What do we have to show for it?

- Image by Getty Images via Daylife
The Obama administration is letting several top banks pay back their government/taxpayer bailout money early. True, we collect interest, but not nearly as much as we would have had the banks kept that money longer—which would have been a better payback for the risks taxpayers were exposed to.
But more to the point, the money being paid back is the same money that was lent to the banks so they could, in turn, lend that money back out again to help those facing foreclosure.
However, as we know from the dismal figures now public, the banks, for the most part, weren’t really doing all that much to help homeowners anyway.

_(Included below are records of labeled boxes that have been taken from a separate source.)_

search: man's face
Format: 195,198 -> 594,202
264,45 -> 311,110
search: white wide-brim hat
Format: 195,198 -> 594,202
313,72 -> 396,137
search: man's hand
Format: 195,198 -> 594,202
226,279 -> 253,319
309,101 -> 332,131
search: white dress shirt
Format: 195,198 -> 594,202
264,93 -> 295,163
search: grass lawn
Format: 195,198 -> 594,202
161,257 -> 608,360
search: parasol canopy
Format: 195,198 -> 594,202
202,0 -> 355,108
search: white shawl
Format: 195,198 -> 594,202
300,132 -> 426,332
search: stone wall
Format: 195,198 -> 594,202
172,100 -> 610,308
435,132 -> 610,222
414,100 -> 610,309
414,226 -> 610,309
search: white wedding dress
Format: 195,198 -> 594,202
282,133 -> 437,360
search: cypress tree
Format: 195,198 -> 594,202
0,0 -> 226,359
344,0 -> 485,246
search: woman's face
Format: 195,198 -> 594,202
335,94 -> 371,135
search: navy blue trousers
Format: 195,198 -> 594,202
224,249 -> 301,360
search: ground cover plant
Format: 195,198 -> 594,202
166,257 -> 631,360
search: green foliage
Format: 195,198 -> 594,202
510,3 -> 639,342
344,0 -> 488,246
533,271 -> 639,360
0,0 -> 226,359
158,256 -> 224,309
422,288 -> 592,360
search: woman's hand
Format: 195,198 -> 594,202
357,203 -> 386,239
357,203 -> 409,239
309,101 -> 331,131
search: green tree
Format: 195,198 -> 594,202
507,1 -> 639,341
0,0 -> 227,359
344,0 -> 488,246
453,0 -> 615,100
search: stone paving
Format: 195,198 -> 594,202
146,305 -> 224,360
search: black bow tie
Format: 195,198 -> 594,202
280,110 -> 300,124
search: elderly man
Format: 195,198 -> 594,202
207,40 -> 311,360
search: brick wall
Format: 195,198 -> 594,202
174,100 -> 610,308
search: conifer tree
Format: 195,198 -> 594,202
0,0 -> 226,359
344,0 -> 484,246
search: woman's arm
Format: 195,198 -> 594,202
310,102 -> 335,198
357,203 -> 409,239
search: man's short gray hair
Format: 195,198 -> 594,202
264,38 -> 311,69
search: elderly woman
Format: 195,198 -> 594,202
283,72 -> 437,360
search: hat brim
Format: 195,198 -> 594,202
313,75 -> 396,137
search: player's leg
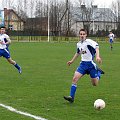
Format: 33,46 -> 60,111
90,68 -> 104,86
64,71 -> 83,103
7,57 -> 22,73
109,39 -> 113,50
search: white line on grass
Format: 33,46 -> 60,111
0,103 -> 47,120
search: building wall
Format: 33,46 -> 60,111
4,8 -> 24,31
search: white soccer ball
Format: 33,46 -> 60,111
94,99 -> 105,110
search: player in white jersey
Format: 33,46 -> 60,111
0,26 -> 22,73
64,29 -> 104,103
108,31 -> 115,50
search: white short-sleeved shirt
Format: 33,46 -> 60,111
77,39 -> 99,61
0,34 -> 11,49
109,33 -> 115,40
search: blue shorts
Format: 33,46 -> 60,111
76,61 -> 98,78
109,39 -> 113,43
0,48 -> 10,59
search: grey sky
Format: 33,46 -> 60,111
0,0 -> 116,9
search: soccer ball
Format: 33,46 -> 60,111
94,99 -> 105,110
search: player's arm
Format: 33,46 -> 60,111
5,37 -> 11,45
2,36 -> 11,45
67,48 -> 80,66
96,47 -> 102,63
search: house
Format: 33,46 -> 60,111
4,8 -> 24,31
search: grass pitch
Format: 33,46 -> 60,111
0,42 -> 120,120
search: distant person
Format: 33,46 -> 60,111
108,31 -> 115,50
64,29 -> 104,103
0,26 -> 22,73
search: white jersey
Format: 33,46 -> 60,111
0,34 -> 11,49
77,39 -> 99,61
109,33 -> 115,40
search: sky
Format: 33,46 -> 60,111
94,0 -> 116,7
0,0 -> 116,9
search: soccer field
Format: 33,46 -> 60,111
0,42 -> 120,120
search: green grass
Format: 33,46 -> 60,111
0,42 -> 120,120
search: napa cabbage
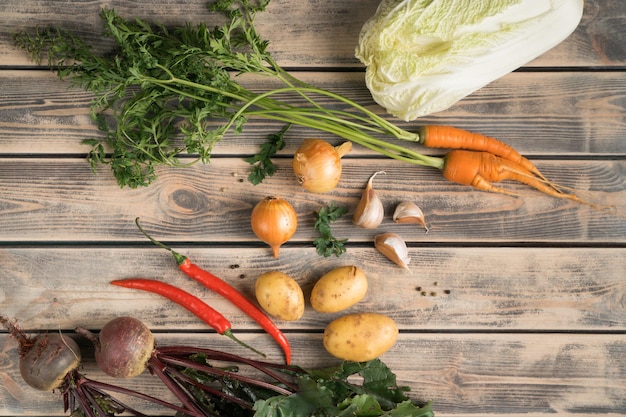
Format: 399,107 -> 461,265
355,0 -> 583,121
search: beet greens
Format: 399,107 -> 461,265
0,316 -> 434,417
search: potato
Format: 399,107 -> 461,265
324,313 -> 398,362
255,271 -> 304,321
311,265 -> 367,313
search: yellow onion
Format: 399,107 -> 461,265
292,139 -> 352,193
250,196 -> 298,258
352,171 -> 385,229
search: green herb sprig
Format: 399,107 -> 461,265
13,0 -> 443,187
246,124 -> 291,185
313,203 -> 348,258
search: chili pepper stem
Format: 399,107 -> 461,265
135,217 -> 187,265
222,330 -> 267,358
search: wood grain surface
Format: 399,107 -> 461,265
0,0 -> 626,417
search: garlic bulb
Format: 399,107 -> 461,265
374,233 -> 411,271
393,201 -> 428,233
352,171 -> 385,229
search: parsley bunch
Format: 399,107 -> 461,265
14,0 -> 442,188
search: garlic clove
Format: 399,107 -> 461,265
352,171 -> 385,229
393,201 -> 428,233
374,233 -> 411,271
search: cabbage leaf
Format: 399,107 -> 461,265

Instead of loaning the taxpayer bailout money back out, they mostly kept it on their books to make their own balance sheets look better than what they really were (are???).

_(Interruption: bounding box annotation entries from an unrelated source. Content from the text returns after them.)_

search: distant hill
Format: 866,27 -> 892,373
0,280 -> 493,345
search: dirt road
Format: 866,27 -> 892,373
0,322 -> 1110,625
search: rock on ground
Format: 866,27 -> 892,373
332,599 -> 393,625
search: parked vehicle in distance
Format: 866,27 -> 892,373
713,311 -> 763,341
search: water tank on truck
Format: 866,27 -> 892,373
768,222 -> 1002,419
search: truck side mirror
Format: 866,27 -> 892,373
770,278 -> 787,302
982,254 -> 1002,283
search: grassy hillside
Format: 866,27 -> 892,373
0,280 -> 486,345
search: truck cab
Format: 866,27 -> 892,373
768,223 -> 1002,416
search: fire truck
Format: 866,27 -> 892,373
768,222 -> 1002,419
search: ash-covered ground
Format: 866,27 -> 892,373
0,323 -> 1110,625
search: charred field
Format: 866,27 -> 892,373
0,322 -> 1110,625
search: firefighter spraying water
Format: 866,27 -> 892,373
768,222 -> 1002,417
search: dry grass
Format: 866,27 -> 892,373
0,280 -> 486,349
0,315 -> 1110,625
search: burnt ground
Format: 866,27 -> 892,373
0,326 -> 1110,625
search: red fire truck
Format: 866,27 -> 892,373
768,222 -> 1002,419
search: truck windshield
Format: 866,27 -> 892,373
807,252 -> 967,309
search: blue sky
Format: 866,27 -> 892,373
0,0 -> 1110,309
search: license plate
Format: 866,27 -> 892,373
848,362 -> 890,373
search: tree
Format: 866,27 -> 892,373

And, apparently, the banks are more interested in freeing themselves of any government restrictions on executive pay and bonuses that were tied to the bailout money than they are in helping Americans save their homes, stabilize home prices and bring this economic mess we are all in to as rapid a close as possible.

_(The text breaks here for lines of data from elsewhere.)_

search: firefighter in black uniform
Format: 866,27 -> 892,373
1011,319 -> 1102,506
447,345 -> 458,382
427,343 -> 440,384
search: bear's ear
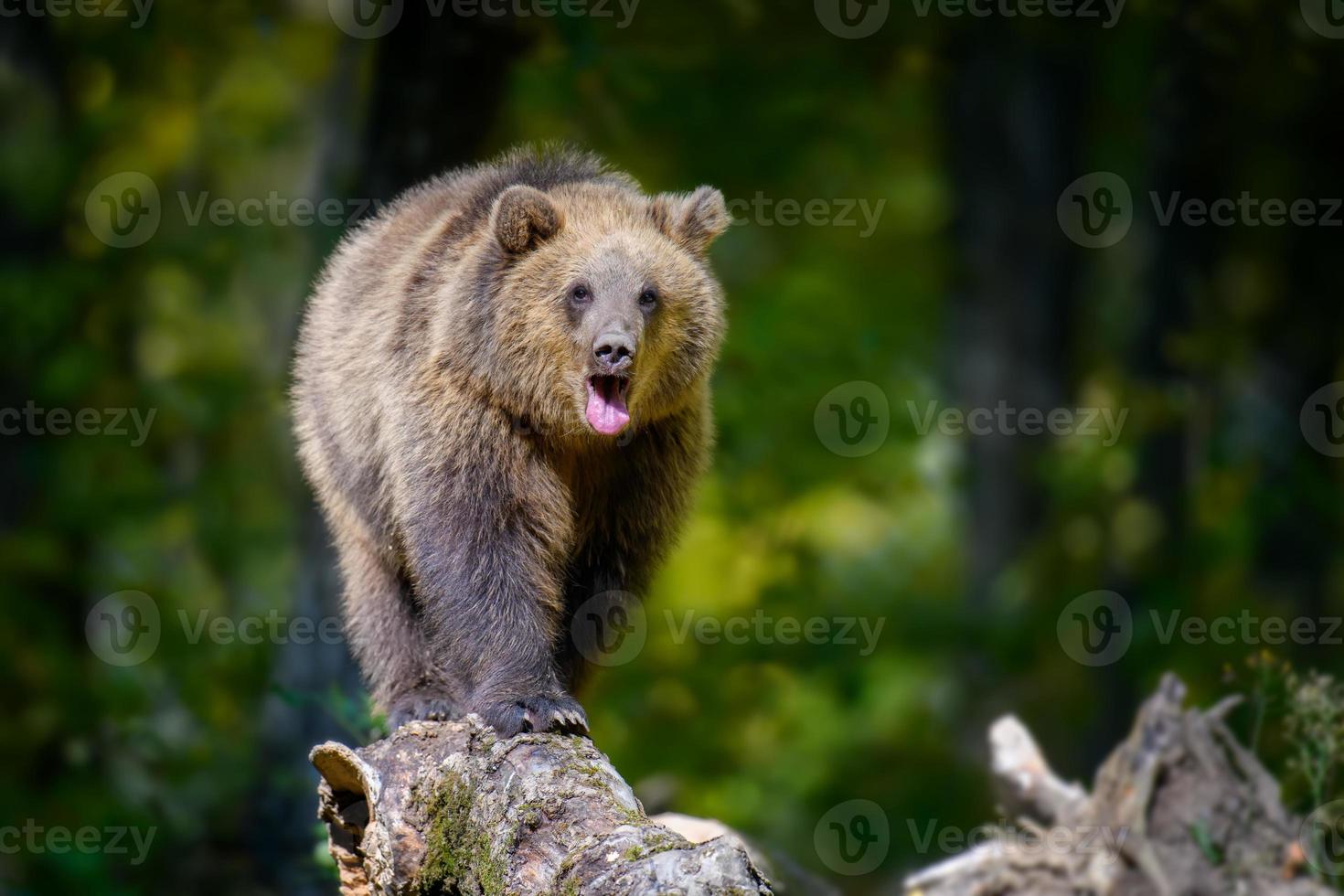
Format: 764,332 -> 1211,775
652,187 -> 732,255
492,184 -> 561,254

As I wrote about the other week, the banks also managed to derail an attempt to change the law so that bankruptcy court judges would be able to change the actual terms of a mortgage–something they have long been able to do for second mortgages on the vacation homes of the rich and infamous.
Now, the banks will be able to have their cake and eat it,too—freed of the restrictions they so dreaded and freer to keep on doing business as usual–which is good for them, but not so good for —guess who???